Tuesday, July 9, 2024

Blast from the past: Gossip

This evening in Sangha we talked about gossip and I suddenly remembered a habit from early in my marriage with Wife.

It didn't start out that way. But for our Dharma study, we read the Fourteen Mindfulness Trainings. Then as we began to discuss them, someone (maybe I can call her Annie, in case she needs a name) commented that she had a problem with the Ninth Training.* Specifically, it's not that she thinks there is anything wrong with the behavior that it recommends—"We will … [refrain] from speaking about the faults of other persons in their absence …. We will not spread rumours nor criticise or condemn things of which we are not sure"—but that she has a lot of trouble living up to it. Fundamentally, she enjoys gossip! She added that she doesn't really know why she likes it so much, but there it is. It's just a fact of life that she has to deal with.

Of course I had (and have) no idea why in particular she enjoys gossip, and I didn't pretend otherwise. But the whole conversation put me in mind of the early years of my marriage to Wife. So when it came around to my turn, here's the story I told the Sangha.

Back when Wife and I were in the early years of our marriage—after her gall-bladder had been removed,** after we had left graduate school, after we both had stable jobs—we fell into a habit of talking about our friends over dinner.
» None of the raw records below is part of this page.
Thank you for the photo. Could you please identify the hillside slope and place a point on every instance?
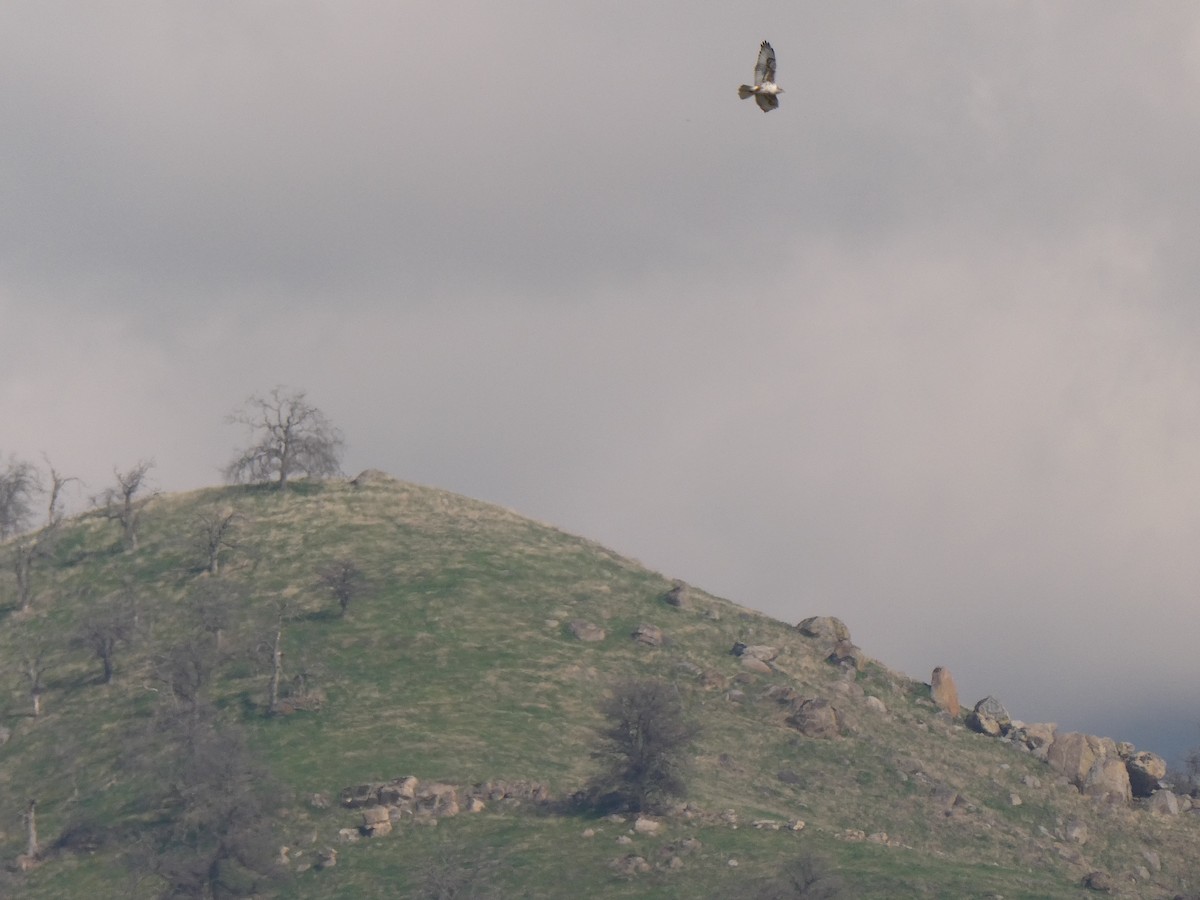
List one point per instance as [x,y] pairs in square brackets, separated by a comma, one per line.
[457,664]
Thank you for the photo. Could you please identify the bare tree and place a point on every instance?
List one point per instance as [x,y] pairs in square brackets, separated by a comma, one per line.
[289,437]
[18,487]
[213,609]
[30,817]
[215,533]
[343,580]
[803,877]
[120,502]
[213,834]
[105,629]
[58,483]
[275,651]
[646,745]
[23,556]
[33,666]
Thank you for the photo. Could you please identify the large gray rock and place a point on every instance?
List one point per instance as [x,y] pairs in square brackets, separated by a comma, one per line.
[816,719]
[587,631]
[990,718]
[1164,803]
[649,635]
[846,653]
[1146,771]
[1073,754]
[943,693]
[1108,780]
[827,629]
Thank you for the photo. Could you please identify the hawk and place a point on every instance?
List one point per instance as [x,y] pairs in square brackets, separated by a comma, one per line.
[765,90]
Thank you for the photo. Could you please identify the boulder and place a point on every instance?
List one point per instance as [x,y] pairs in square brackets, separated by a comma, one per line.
[760,651]
[990,718]
[816,719]
[1108,780]
[647,826]
[942,690]
[846,653]
[678,597]
[1146,771]
[1073,754]
[649,635]
[827,629]
[587,631]
[1036,737]
[1164,803]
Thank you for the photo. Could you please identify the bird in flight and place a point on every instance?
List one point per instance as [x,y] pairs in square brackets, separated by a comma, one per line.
[765,90]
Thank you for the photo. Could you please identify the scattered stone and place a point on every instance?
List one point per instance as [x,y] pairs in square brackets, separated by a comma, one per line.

And mostly the common theme seemed to be to criticize them (in absentia) for their poor life-choices, or for not handling their various predicaments as well as we would. Quite often we'd shake our heads condescendingly at the pickle that this-or-that friend had gotten into by not being as clear-headed about his-or-her choices as we would have been.

It took me a long time even to recognize that this pattern had developed. Then I thought about it for a while before deciding that I wasn't really comfortable with it. Once I decided that, I had to figure out what to do about it. And only slowly did I figure out to try to redirect the conversation elsewhere whenever I detected this topic in the offing. All in all, it took me way too long to get there.
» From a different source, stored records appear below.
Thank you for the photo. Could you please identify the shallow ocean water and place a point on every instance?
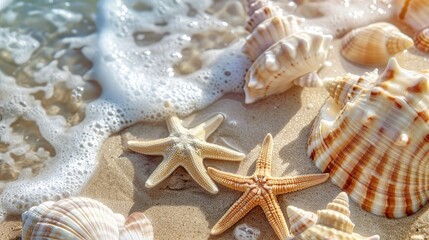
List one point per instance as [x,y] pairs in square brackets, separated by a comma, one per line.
[72,74]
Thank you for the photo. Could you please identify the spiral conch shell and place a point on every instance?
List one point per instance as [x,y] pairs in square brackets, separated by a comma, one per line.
[372,136]
[334,222]
[83,218]
[374,44]
[421,40]
[284,55]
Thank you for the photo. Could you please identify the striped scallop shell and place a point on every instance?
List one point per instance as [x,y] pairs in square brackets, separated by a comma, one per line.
[372,136]
[421,40]
[275,70]
[82,218]
[413,12]
[300,220]
[269,32]
[334,222]
[374,44]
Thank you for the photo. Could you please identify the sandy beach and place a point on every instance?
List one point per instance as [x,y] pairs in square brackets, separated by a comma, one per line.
[180,209]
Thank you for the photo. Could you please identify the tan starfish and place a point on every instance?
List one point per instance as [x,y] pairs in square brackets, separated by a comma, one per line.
[261,189]
[187,148]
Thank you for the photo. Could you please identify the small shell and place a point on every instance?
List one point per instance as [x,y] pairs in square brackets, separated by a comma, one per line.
[374,44]
[334,222]
[82,218]
[413,12]
[372,137]
[275,70]
[421,40]
[300,220]
[269,32]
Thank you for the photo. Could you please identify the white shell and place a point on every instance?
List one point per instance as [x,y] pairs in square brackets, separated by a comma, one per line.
[300,220]
[374,44]
[82,218]
[413,12]
[334,222]
[421,40]
[275,70]
[372,136]
[269,32]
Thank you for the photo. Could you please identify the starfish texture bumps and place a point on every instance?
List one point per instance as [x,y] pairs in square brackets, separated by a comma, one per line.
[261,189]
[187,148]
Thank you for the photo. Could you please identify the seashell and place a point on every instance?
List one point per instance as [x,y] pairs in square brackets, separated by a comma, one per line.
[82,218]
[421,40]
[413,12]
[31,217]
[334,222]
[372,136]
[374,44]
[300,220]
[269,32]
[275,70]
But why did we do it? That's the question that might have helped Annie this evening, if only I'd had an answer. When I told the story tonight, I suggested that maybe we were both really insecure about our own life-choices, so we wanted to reassure each other that at least we made better choices than those other people. More generally, Wife always craved reassurance that she was the Smartest Person in the Room: this need was a symptom of her clawing insecurity (or narcissism, if you prefer to spell it that way). And on my side, I hadn't gotten to the point yet of being disgusted*** by that kind of flattering reassurance, so of course I too found it gratifying.

Anyway, it's a simple story and a pathetic one. But I found myself telling it tonight, and it's only fair that you hear it too.    

__________

You can find the full text of the Ninth Mindfulness Training in this post here, as well as in the Plum Village link above. No, we don't always end up discussing this exact same precept whenever we read the Fourteen Mindfulness Trainings—which is every other month—but it's kind of amazing that we have now done so twice in a row.

** See this post or this one. 

*** "Disgusted" isn't the sign of any great moral achievement on my side. It's just that I've come to find that flattery tastes like syrup. And I don't care what kind of sweet tooth you might have, but it's a simple fact that no-one can choke down a whole bottle of syrup at one go.